This repo has B4-B5


I tried to use efficient net b2 on the cats and dogs classification with image size 260.
But the error rate isn’t as good as the resnet30. Is it because I didn’t use the Concat pooling or because my batchsize is smaller.

model_name = 'efficientnet-b2'
def getModel():
    model = EfficientNet.from_pretrained(model_name)
    # linear 1408 > 1000
    rel1 = nn.ReLU(inplace=True)
    bn1 = nn.BatchNorm1d(1000)
    drop1 = nn.Dropout(0.25)
    lin2 = nn.Linear(1000, 512)
    rel2 = nn.ReLU(inplace=True)
    bn2 = nn.BatchNorm1d(512)
    drop2 = nn.Dropout(0.5)
    lin3 = nn.Linear(512, data.c)
    return nn.Sequential(model, rel1, bn1, drop1, 
                         lin2, rel2, bn2, drop2, 
1 Like

Hey folks - for the last week I’ve worked on implementing the EfficientNet family of models in my evenings and I’m now starting to experiment with some of their modifications. Here’s what I found out so far that I want to share with you since there is not a lot of information out there regarding EfficientNets.

Here is my repository if you want to follow along or check it out for inspiration. It’s MIT licensed and I’m happy for feedback and suggestions: https://github.com/daniel-j-h/efficientnet


  • https://arxiv.org/abs/1905.11946 EfficientNet. This is the main paper you want to follow. When they talk about techniques such as Squeeze-and-Excitation and MBConv read the papers below.

  • https://arxiv.org/abs/1801.04381 MobileNet V2. The EfficientNet’s basic building block (inverted residual linear bottlekneck, simply called “MBConv”) is taken from this paper. To understand MBConv blocks you want to read and understand the MobileNet V2 paper with a focus on the narrow-wide-narrow blocks with depthwise separable convolutions.

  • https://arxiv.org/abs/1905.02244 MobileNet V3. While the EfficientNet paper only briefly mentions the Squeeze-and-Excitation blocks, the MobileNetV3 paper actually explains where and how to add them to the MBConv blocks. Similar with the swish activation function: the EfficientNet paper only briefly mentions it; the official EfficientNet implementation uses it by default. In addition the MobileNetV3 paper seems to come with more tricks which could be applied to the EfficientNets: in Figure 5 they show how to re-do the last stages to be more efficient; and they explain why they only use 16 filters instead of 32 in the head.
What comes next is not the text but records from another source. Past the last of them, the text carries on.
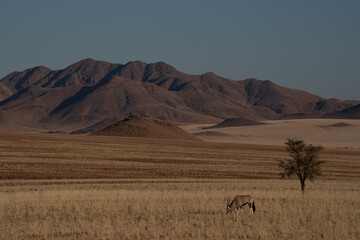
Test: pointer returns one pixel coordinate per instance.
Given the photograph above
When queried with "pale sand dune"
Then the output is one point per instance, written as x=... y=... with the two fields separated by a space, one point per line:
x=315 y=131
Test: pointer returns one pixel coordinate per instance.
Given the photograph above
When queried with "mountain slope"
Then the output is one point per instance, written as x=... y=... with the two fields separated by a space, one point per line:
x=136 y=126
x=90 y=91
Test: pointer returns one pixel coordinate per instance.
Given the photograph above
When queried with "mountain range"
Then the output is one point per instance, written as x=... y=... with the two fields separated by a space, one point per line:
x=92 y=92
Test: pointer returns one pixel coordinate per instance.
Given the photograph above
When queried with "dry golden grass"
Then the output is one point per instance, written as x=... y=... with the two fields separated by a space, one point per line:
x=89 y=187
x=45 y=156
x=181 y=210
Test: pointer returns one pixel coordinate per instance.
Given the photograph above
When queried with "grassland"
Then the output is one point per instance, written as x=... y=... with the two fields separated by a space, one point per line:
x=91 y=187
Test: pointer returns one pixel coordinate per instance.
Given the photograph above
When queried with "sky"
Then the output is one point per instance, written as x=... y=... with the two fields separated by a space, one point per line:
x=312 y=45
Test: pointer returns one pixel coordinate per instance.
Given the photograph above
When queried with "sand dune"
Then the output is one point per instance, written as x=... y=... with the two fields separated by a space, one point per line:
x=327 y=132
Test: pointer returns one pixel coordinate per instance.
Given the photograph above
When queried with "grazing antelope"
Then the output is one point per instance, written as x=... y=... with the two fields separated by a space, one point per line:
x=238 y=202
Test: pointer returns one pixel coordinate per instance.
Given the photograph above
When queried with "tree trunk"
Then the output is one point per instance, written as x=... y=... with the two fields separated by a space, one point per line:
x=302 y=186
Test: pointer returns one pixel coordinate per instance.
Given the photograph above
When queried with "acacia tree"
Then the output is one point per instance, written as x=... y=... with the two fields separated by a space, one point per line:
x=303 y=162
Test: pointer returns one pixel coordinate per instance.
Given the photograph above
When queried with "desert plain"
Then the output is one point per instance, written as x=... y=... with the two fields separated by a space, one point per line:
x=61 y=186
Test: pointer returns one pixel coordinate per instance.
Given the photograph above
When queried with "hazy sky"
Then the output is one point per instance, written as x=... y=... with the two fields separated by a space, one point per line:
x=311 y=45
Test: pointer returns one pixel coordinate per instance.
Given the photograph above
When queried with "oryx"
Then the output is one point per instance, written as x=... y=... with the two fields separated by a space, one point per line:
x=238 y=202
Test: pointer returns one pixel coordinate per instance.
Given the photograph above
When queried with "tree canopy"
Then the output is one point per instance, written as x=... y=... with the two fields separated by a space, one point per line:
x=304 y=162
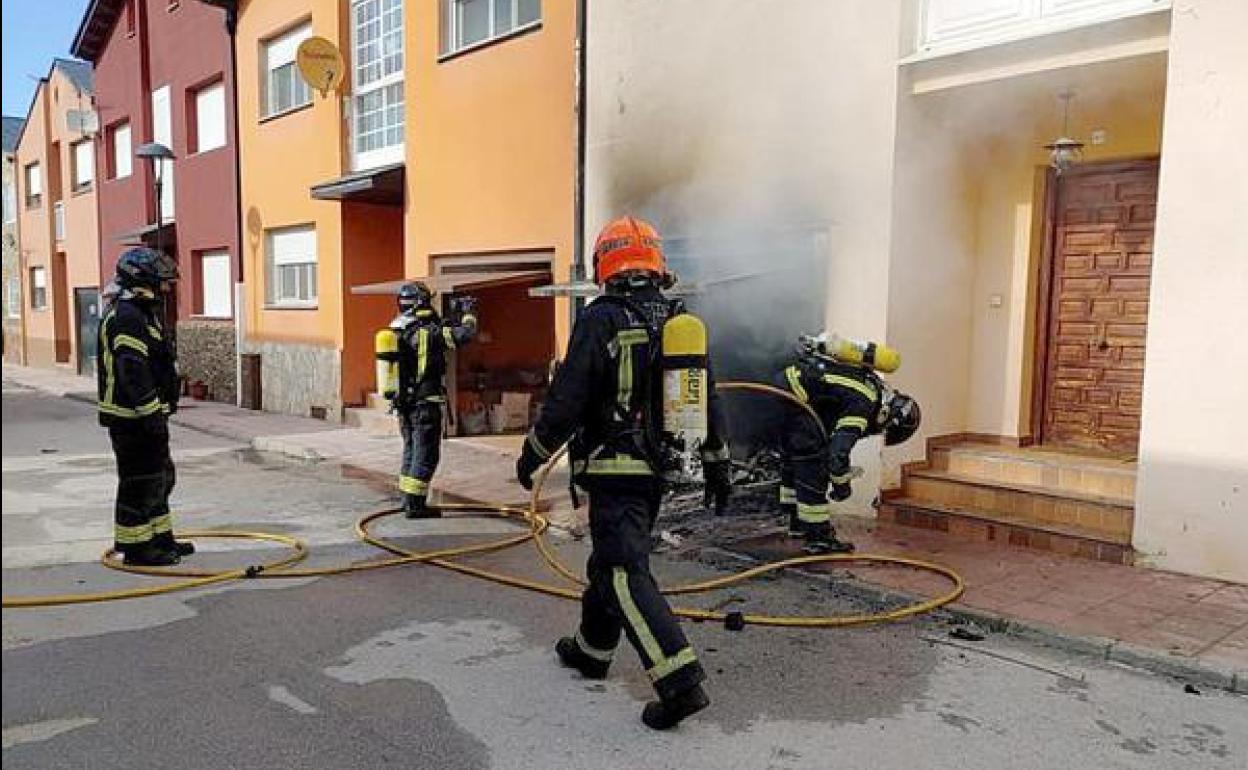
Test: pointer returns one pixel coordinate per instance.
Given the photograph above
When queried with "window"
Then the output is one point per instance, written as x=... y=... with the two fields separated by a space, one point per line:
x=162 y=132
x=210 y=117
x=84 y=164
x=38 y=288
x=285 y=89
x=34 y=186
x=216 y=285
x=10 y=201
x=13 y=297
x=122 y=154
x=292 y=266
x=468 y=23
x=378 y=82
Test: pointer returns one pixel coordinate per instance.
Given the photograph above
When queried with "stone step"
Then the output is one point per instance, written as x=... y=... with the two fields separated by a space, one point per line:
x=994 y=527
x=1040 y=506
x=1103 y=477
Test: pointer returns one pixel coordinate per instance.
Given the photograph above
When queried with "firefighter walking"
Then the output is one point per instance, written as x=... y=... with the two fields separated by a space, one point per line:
x=137 y=391
x=412 y=363
x=607 y=399
x=835 y=378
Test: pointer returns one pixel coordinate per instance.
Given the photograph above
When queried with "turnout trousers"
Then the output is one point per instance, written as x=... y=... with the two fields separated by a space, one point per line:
x=421 y=427
x=145 y=479
x=623 y=595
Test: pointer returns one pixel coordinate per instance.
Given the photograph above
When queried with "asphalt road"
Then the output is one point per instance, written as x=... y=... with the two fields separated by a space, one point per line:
x=421 y=668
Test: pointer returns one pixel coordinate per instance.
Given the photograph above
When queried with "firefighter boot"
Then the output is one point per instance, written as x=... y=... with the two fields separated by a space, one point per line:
x=665 y=714
x=414 y=508
x=821 y=539
x=574 y=658
x=150 y=554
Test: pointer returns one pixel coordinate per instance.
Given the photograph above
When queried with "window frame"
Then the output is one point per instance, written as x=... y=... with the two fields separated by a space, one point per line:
x=195 y=121
x=39 y=293
x=306 y=272
x=449 y=33
x=391 y=152
x=33 y=200
x=266 y=75
x=76 y=166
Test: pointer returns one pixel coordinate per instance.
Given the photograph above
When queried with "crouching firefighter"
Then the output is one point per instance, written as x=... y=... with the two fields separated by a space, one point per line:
x=137 y=391
x=411 y=365
x=835 y=378
x=607 y=398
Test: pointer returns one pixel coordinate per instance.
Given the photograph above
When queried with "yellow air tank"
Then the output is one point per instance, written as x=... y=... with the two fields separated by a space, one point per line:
x=386 y=348
x=684 y=381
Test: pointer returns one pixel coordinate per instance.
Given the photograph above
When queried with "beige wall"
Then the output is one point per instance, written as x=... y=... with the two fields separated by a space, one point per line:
x=1192 y=496
x=750 y=122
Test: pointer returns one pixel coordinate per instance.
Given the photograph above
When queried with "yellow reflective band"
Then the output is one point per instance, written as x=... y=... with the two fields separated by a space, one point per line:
x=619 y=466
x=409 y=484
x=851 y=422
x=593 y=652
x=794 y=377
x=131 y=342
x=846 y=382
x=131 y=536
x=669 y=665
x=634 y=617
x=532 y=438
x=422 y=355
x=814 y=514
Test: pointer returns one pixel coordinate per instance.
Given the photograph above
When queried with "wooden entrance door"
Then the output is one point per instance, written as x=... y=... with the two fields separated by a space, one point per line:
x=1102 y=255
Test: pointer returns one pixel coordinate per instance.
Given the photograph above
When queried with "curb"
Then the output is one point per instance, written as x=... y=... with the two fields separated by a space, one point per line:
x=1110 y=650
I haven’t tested this in the EfficientNet architecture so far.

  • https://arxiv.org/abs/1709.01507 Squeeze-and-Excitation (cSE). I would call it a simple (but effective) form of attention. There is a follow-up paper https://arxiv.org/abs/1803.02579 introducing a similar block (sSE) and they show how a combination of both (cSE + sSE = scSE block) gives amazing results. I’m seeing good results in an unrelated segmentation project using these scSE blocks. Check out at least the cSE paper for EfficientNet.
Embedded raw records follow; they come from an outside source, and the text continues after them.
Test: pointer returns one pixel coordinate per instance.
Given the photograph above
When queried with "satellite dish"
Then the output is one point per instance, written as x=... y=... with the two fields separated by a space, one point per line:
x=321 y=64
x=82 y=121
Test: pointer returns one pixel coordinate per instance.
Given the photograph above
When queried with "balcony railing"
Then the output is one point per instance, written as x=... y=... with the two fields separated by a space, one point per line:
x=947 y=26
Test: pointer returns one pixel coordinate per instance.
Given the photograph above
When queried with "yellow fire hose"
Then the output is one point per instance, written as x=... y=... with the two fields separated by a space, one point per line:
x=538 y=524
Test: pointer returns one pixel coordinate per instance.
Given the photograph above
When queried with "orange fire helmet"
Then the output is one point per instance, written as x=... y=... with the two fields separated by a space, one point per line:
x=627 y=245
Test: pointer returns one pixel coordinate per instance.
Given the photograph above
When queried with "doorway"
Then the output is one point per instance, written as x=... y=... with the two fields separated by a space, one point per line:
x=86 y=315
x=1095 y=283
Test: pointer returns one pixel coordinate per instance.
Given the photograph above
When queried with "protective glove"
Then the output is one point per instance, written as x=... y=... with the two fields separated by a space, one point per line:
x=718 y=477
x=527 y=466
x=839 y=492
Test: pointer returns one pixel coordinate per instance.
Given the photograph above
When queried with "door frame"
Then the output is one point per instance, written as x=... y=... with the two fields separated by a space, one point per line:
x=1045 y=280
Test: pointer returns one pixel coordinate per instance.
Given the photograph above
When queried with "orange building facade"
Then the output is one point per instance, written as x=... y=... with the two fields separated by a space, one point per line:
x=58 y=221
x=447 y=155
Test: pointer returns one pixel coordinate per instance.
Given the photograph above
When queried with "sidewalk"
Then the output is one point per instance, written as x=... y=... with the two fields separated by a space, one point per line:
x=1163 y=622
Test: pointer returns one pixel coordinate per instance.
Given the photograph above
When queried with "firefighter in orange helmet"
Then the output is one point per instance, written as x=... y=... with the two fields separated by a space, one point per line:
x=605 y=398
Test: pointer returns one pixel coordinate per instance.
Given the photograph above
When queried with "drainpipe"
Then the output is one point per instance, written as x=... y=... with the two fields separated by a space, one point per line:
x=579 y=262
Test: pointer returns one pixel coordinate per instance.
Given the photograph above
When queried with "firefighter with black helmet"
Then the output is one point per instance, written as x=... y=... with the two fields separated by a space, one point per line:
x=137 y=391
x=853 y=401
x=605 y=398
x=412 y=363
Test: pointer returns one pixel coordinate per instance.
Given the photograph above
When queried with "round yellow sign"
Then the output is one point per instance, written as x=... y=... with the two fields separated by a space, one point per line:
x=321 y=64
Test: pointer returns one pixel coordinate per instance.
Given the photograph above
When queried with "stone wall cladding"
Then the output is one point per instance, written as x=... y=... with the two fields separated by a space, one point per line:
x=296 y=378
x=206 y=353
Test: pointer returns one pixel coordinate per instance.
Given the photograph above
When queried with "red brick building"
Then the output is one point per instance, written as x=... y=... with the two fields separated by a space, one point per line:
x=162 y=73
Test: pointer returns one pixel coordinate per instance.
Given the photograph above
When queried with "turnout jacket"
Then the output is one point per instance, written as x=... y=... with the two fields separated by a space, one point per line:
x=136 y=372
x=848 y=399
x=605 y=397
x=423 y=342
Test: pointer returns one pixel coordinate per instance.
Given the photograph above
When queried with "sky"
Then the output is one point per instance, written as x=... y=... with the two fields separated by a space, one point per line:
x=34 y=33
  • Depthwise separable convolutions in PyTorch can be expressed using the groups parameter as in: nn.Conv2d(expand, expand, groups=expand, ..).

  • When the paper is talking about MBConv1 or MBConv6 they mean MBConv with an expansion factor of 1 and 6, respectively. The MBConv1 block does not come with the first expansion 1x1 conv since there is nothing to expand (expansion factor 1); this block starts with a depthwise separable convolution immediately.

  • In a layer there is a sequence of n MBConv blocks. When the EfficientNet paper talks about e.g. a stride=2 layer they mean: the first MBConv in the sequence implements a stride=2 in the depthwise convolution, all the following n-1 MBConv blocks implement stride=1.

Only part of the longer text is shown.